2.4. Copper Electrodeposition

The previously electropolymerized PEDOT samples underwent copper metallization, described by Equation (1).

$${\mathrm{Cu}}_{\mathrm{aq}}^{2+}+{\mathrm{SO}}_4^{2-}{}_{\mathrm{aq}}+2{\mathrm{e}}^{-}\rightleftharpoons {\mathrm{Cu}}_{\mathrm{s}}+{\mathrm{SO}}_4^{2-}{}_{\mathrm{aq}}$$

(1)

The Cu²⁺ ions were reduced by an electrochemical one-step process on the polymer coated substrates in an acidic electrolyte solution (1.5 M H₂SO₄ and 0.5 M CuSO₄, pH ranging between 1 and 1.5). Potentiostatic and galvanostatic methods were both investigated, exploring different parameters combinations, in order to obtain a uniform layer of copper with a thickness between 1 and 4 µm [49,50]. In particular, the copper depositions on PEDOT/Pd, PEDOT/Au and PEDOT/ITO were performed at −0.8 V for 300 s, −0.007 A for 600 s and −0.9 V for 600 s, respectively. Figure 5 shows the copper deposition curves on the different samples. An example of a produced sample, including the schematic representation of the layers, is reported in Figure 6.

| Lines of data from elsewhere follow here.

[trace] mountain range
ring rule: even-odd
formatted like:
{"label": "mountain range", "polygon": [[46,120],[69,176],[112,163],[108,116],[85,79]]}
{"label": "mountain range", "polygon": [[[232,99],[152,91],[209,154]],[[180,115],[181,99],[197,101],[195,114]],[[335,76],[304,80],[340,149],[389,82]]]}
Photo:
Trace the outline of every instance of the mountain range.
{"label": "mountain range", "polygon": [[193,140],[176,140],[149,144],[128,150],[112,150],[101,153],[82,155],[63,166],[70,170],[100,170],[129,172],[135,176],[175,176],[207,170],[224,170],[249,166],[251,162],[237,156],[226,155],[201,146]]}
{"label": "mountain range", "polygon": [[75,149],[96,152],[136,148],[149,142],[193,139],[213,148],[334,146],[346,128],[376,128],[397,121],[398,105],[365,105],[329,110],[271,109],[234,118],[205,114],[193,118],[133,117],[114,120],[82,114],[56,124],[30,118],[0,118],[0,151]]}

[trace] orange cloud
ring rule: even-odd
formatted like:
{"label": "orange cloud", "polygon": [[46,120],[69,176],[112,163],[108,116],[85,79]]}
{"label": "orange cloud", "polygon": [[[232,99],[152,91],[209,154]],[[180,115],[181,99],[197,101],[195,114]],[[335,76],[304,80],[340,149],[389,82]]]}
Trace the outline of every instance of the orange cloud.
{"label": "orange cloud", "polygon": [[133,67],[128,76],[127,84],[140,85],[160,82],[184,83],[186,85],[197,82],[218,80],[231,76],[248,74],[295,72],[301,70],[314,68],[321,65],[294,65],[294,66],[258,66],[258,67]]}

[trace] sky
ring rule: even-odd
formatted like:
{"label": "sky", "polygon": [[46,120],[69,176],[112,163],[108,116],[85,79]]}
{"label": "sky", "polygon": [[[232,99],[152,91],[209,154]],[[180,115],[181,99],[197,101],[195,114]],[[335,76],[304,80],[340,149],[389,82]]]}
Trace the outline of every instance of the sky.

2.5. Electrical Impedance Spectroscopy

Electric impedance spectroscopy was used to characterize the PEDOT–Cu hybrid systems obtained (Figure 7and Figure S3). Two-electrode measurements were performed on all the samples, by contacting one electrode to the conductive substrate (Pd, Au, ITO) and the other to the copper layer on PEDOT. Contacts were obtained connecting copper thin wires to the sample with a small amount of silver paste. The sandwich-like systems presented an ohmic behavior all over the wide range of frequencies analyzed. The PEDOT–Cu device developed on the palladium and gold substrates was characterized by a resistance of 240 Ω cm² and 335 Ω cm², respectively. On the contrary, the hybrid system obtained on ITO showed a higher resistance (8 × 10³ Ω cm²), possibly due to the lower conductivity of the substrate.

3. Conclusions

In the present study, we evaluated the optimal electrochemical conditions to obtain a hybrid Cu/PEDOT electronic solid-state device. The deposition of PEDOT was studied on different substrates (ITO, thin films of gold and palladium on silicon wafers) by both potentiostatic and potentiodynamic techniques. The first one produced high-quality deposits on the metal substrates but did not seem to be the optimum process to obtain PEDOT films on ITO. Smooth and homogeneous coatings of the conductive polymer on Au/Si and Pd/Si were also obtained with the potentiostatic route, starting from 1.15 V and 1.19 V in the case of gold and palladium, respectively. Chronoamperometric experiments confirmed a change in the nucleation and growth process over 1.198 V and 1.22 V for Au and Pd, respectively. The potentiostatic deposition of PEDOT on ITO produced non-homogeneous dark blue spots on the surface of the electrode. Instead, a high-coverage polymeric film was obtained on ITO by firstly applying an oxidative potential pulse (1.3 V for 5 s), then growing the polymer at 1.15 V for 120 s.

Therefore, the optimal electrochemical conditions were set to obtain homogeneous PEDOT films on all the substrates. Raman, visible, ESEM, SEM and AFM characterization confirmed the high quality of the conductive polymeric coatings. Then, a further layer of copper was electrodeposited on PEDOT films on the different electrodes. In this way, a hybrid electronic solid-state device was obtained by means of electrochemical methods only. Electrical impedance spectroscopy analysis confirmed the high conductivity of the PEDOT–Cu device and its ohmic behavior over a wide range of frequencies analyzed. This further expands the possible applications of electrochemically deposit PEDOT, especially to obtain systems prone to be used as electrodes in stacked devices.